Absatz 1 Satz 1 geändert durch G vom 21. 7. 2004 (BGBl I S. 1791). Satz 2 Nr. 3a eingefügt durch G vom 20. 4. 2007 (BGBl I S. 554). Satz 2 Nummern 8 und 10 gestrichen durch G vom 17. 7. 2017 (BGBl I S. 2509).
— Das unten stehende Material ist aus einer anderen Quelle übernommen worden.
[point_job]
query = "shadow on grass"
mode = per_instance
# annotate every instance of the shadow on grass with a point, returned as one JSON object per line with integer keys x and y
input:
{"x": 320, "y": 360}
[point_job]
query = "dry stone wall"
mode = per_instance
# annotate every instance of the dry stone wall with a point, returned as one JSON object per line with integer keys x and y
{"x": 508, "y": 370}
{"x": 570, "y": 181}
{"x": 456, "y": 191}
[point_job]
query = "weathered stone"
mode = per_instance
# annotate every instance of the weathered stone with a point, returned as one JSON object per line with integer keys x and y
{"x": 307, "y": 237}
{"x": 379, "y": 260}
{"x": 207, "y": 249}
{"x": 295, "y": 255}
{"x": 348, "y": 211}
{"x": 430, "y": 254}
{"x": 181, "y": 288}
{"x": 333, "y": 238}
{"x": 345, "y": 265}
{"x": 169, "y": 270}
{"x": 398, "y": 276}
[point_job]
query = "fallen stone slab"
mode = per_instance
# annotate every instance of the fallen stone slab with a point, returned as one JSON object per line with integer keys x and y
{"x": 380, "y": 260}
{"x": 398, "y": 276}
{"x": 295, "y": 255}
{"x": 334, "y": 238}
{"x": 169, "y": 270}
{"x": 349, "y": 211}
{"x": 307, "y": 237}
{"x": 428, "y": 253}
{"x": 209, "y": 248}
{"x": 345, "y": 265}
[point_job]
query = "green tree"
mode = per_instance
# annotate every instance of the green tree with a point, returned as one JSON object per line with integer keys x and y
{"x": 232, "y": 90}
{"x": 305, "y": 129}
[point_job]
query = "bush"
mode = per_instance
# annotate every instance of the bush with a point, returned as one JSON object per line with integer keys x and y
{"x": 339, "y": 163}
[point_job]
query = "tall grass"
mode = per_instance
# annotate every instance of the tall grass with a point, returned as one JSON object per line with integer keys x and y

Sätze 3 bis 7 angefügt durch G vom 28. 11. 2018 (BGBl. I S. 2016) (5. 12. 2018).

(2) 1Für den Zeitraum, für den Anspruch auf große Witwenrente oder große Witwerrente besteht, wird eine kleine Witwenrente oder eine kleine Witwerrente nicht geleistet. 2Absatz 1 Satz 3 bis 7 gilt entsprechend.

Absatz 2 Satz 2 angefügt durch G vom 28. 11. 2018 (BGBl. I S. 2016) (5. 12. 2018).

(3) 1Besteht für denselben Zeitraum Anspruch auf mehrere Waisenrenten, wird nur die höchste Waisenrente geleistet. 2Bei gleich hohen Waisenrenten wird nur die zuerst beantragte Rente geleistet. 3Absatz 1 Satz 3 bis 7 gilt entsprechend.

Absatz 3 Satz 3 angefügt durch G vom 28. 11. 2018 (BGBl. I S. 2016) (5. 12. 2018).